Single by Lorie featuring Dadoumike

from the album Rester la même
- Released: 26 May 2006
- Recorded: France
- Genre: Pop, Zouk
- Length: 3:19
- Label: Sony BMG, Vogue
- Songwriter(s): Johnny Williams
- Producer(s): Johnny Williams

Lorie singles chronology
| "S.O.S." (2006) | "Parti pour zouker" (2006) | "Fashion Victim" (2008) |

Music video
- "Parti pour zouker" on YouTube

= Parti pour zouker =

"Parti pour zouker" is the name of a 2006 song recorded by the French artist Lorie. It was the third single from her fourth studio album, Rester la même, on which it is the eighth track. It was released on 26 May 2006 and features Dadoumike, a rapper who performs the background vocals. This song, which has zouk influences, was a summer hit in France, where it reached the top five, and also had success in Belgium (Wallonia).

==Chart information==
The song was performed on Lorie's 2006 tour and was thus available on her live album Live tour 2006 (fourth track, CD 2). It was also included on the French compilations La Compil du lapinou, Hits 2 en 1 2006, vol. 3 and Crazy Kids 3.

The music video was shot on a beach of Deshaies, Guadeloupe, and was directed by Karim Ouaret.
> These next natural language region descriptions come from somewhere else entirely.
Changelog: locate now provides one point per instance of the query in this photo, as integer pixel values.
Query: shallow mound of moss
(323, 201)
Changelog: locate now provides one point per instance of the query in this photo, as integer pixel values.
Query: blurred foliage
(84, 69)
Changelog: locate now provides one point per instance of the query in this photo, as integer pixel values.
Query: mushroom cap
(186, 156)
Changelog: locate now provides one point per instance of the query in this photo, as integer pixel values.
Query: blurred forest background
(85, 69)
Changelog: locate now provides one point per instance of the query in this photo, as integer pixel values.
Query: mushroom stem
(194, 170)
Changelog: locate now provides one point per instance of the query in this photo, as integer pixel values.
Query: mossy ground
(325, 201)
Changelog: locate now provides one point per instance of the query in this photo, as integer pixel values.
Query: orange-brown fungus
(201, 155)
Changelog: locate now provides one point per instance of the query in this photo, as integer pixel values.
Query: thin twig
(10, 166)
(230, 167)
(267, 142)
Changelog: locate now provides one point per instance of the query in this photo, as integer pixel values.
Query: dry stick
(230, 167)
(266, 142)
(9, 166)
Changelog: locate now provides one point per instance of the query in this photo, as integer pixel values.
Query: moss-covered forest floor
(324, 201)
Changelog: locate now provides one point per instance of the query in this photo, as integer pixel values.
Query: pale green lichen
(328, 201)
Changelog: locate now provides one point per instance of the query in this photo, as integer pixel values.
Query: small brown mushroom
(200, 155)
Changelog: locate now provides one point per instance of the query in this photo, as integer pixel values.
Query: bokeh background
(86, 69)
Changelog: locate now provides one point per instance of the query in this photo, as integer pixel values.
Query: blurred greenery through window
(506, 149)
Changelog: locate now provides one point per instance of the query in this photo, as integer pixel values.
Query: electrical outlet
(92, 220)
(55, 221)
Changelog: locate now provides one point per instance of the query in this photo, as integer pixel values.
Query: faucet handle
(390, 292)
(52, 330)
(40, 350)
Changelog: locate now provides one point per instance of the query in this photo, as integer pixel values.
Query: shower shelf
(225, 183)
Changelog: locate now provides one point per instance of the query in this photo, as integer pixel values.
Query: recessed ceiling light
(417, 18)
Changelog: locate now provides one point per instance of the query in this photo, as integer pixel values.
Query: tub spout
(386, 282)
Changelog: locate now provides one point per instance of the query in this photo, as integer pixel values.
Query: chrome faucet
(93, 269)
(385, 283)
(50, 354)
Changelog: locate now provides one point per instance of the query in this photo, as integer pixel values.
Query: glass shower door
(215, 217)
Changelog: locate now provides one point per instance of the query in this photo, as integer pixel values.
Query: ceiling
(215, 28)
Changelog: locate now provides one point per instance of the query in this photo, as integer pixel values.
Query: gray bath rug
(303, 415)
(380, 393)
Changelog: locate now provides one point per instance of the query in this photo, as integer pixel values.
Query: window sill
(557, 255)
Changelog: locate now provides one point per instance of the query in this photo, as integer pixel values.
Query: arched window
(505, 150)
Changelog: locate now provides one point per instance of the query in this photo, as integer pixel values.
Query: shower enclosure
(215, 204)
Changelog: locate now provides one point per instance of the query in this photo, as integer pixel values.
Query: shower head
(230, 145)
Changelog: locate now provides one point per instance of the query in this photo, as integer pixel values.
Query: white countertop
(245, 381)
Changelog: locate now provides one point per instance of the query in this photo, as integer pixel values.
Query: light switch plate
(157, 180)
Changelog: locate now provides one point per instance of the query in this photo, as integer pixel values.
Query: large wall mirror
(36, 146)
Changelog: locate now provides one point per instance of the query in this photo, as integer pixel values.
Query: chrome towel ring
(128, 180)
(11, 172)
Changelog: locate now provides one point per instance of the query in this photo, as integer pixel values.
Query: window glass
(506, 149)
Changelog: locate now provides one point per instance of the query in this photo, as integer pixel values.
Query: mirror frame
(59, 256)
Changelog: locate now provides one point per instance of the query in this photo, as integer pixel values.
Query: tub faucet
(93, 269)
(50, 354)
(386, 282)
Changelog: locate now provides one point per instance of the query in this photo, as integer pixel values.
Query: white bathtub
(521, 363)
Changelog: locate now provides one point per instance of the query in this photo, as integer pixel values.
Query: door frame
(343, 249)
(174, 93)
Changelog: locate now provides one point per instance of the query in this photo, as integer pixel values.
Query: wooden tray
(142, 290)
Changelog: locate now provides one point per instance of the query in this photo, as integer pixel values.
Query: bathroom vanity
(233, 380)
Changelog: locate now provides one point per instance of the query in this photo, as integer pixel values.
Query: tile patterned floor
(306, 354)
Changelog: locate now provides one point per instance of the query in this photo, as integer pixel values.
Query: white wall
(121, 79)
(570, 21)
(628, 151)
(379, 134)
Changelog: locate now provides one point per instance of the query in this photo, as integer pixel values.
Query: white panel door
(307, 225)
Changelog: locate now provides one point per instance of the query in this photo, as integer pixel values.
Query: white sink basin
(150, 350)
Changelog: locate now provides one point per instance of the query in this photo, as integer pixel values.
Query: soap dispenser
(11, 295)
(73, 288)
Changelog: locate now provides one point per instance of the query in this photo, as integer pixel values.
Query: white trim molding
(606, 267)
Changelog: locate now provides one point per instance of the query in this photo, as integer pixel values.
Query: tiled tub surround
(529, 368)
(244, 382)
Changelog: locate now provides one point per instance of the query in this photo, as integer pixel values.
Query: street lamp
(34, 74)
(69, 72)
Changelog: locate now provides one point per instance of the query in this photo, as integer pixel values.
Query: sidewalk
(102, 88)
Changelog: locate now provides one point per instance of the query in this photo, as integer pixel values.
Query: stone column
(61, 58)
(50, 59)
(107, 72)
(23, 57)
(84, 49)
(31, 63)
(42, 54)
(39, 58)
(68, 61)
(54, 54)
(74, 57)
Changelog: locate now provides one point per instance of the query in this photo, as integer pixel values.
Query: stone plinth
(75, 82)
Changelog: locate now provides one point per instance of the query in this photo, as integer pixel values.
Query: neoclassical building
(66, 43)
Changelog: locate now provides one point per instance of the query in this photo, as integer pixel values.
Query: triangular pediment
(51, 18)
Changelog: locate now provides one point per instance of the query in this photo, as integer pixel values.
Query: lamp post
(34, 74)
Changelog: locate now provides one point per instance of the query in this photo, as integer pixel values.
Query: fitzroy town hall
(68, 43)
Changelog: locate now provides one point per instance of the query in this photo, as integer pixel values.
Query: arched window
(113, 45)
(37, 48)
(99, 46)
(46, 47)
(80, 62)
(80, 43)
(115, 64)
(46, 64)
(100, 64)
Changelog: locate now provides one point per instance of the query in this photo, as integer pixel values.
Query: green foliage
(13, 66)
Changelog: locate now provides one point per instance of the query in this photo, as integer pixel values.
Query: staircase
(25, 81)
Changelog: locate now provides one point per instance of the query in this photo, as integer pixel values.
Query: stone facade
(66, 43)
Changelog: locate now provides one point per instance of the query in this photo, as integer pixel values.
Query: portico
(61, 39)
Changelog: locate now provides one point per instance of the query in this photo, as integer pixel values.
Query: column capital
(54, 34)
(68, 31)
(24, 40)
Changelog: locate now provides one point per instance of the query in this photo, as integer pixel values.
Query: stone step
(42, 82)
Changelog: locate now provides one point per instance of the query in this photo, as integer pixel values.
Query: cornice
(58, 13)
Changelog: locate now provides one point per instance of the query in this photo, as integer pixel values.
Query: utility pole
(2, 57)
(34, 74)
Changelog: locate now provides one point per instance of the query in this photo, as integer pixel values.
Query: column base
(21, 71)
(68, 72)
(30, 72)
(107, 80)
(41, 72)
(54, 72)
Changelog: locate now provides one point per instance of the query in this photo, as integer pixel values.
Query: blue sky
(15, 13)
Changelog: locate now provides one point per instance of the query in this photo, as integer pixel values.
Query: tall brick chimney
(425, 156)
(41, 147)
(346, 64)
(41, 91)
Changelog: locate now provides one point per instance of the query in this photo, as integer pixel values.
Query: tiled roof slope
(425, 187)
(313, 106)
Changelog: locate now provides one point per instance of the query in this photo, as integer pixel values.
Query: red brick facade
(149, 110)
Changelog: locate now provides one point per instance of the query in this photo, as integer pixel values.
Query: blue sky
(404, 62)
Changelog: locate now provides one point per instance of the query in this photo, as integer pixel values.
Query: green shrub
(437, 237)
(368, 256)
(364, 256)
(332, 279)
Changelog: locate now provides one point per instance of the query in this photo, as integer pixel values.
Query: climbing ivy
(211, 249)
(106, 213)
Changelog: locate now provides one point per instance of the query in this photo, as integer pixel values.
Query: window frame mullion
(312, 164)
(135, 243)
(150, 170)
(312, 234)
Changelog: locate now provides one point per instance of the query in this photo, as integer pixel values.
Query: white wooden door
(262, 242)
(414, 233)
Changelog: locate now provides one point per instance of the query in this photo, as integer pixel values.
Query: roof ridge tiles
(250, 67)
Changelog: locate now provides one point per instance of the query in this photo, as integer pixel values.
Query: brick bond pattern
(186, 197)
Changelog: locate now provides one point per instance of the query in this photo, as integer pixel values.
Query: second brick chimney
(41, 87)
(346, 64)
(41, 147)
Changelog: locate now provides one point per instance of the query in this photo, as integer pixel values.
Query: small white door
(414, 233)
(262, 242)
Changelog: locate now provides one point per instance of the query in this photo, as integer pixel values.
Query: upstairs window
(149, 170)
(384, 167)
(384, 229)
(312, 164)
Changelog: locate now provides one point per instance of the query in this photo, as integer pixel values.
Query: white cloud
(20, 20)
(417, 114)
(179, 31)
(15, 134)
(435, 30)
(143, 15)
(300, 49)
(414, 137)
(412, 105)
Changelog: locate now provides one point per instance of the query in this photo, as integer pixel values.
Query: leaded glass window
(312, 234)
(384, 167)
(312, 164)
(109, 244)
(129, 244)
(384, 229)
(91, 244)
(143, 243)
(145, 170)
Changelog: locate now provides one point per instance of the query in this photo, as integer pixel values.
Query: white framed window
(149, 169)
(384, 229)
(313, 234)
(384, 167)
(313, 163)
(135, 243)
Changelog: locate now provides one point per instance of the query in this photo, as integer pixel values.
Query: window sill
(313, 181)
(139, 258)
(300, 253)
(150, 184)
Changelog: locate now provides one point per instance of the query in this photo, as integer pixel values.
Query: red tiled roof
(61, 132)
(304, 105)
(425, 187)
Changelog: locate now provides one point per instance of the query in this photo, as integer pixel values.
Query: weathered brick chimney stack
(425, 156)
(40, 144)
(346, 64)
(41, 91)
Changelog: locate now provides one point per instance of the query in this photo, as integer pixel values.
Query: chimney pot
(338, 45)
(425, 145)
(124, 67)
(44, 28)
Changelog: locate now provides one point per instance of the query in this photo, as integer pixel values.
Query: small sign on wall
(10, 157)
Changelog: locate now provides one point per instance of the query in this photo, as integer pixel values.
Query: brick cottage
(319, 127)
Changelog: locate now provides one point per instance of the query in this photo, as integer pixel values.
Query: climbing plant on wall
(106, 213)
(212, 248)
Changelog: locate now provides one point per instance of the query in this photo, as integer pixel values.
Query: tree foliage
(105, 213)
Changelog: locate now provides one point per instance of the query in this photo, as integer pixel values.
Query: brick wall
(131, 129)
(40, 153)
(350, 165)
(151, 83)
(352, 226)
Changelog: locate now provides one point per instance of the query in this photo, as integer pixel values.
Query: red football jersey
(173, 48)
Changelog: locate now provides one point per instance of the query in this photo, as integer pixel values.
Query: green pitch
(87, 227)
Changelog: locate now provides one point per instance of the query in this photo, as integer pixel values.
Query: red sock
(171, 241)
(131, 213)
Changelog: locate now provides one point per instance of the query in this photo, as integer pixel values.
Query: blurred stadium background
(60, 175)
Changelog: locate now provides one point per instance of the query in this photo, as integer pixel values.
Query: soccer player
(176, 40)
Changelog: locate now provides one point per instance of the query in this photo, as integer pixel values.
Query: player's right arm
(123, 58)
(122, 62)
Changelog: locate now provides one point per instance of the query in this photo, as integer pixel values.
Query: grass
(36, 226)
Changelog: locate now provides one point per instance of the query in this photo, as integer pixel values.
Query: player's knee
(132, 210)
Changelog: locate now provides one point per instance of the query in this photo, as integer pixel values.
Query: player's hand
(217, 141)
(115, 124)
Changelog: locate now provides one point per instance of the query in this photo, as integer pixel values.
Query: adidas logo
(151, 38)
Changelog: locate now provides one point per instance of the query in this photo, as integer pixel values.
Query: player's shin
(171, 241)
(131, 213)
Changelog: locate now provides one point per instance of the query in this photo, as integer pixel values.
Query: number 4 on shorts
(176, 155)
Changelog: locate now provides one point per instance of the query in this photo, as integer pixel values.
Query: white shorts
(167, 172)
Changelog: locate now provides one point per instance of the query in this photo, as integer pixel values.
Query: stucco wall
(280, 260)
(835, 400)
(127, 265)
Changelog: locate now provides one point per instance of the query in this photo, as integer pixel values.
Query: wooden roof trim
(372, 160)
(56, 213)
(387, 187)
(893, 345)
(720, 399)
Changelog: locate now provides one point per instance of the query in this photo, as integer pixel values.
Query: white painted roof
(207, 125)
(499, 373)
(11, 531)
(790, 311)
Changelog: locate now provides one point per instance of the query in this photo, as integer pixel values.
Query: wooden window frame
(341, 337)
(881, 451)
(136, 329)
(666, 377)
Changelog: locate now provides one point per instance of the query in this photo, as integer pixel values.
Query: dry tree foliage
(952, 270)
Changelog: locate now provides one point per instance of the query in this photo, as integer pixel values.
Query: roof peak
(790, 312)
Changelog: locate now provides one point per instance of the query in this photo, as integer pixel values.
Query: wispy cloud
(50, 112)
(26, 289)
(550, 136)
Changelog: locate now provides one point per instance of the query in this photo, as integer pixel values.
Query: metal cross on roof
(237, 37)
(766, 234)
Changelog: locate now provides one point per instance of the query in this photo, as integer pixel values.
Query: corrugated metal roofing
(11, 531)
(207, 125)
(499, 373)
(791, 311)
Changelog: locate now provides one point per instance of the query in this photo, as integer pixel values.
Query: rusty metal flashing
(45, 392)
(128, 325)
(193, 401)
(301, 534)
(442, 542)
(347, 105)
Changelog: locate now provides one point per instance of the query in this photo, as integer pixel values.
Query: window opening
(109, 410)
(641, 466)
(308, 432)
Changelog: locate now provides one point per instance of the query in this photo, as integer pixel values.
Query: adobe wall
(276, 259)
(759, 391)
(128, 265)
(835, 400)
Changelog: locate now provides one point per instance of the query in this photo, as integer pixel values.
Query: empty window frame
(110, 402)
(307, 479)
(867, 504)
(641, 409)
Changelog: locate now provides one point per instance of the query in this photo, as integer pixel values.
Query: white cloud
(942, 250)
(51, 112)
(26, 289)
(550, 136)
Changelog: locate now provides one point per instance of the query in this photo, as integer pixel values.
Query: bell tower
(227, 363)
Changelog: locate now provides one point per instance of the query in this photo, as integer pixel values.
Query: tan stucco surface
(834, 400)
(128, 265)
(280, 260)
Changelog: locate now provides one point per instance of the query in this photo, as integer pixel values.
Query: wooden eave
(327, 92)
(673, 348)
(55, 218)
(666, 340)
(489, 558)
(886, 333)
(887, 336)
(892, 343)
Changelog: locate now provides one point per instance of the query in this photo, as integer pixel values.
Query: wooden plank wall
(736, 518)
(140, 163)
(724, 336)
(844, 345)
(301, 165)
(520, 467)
In France, the single gave Lorie a new top five hit, which she had not had since "Week End" in 2003. It remained in the top ten for three weeks, in the top 50 for 16 weeks, and in the top 100 for 19 weeks. It was certified Silver and was the 45th best-selling single of the year.

In Belgium, the single appeared for 15 weeks on the Ultratop 40. It started at #32 on 10 June and gained a few places almost every week, until reaching #12 in its eighth week. Then it regularly dropped on the chart. It was eventually ranked at #63 on the Annual Chart.

==Track listings==
- CD single
1. "Parti pour zouker" (radio edit) — 3:19
2. "Parti pour zouker" (club mix) — 5:52
3. "Parti pour zouker" (instrumental) — 3:17

- Digital download
4. "Parti pour zouker" (radio edit) — 3:19
5. "Parti pour zouker" (club mix) — 5:52
6. "Parti pour zouker" (instrumental) — 3:17
7. "Parti pour zouker" (video) — 3:48

==Charts and sales==

===Weekly charts===

| Chart (2006) | Peak position |
|---|---|
| Belgian (Wallonia) Singles Chart | 12 |
| French SNEP Singles Chart | 5 |
| Swiss Singles Chart | 67 |

===Year-end charts===

| Chart (2006) | Position |
|---|---|
| Belgian (Wallonia) Singles Chart | 63 |
| French Singles Chart | 45 |

===Certifications===

Certifications for "Parti pour zouker"
| Region | Certification | Certified units/sales |
| France (SNEP) | Silver | 100,000^{*} |
^{*} Sales figures based on certification alone.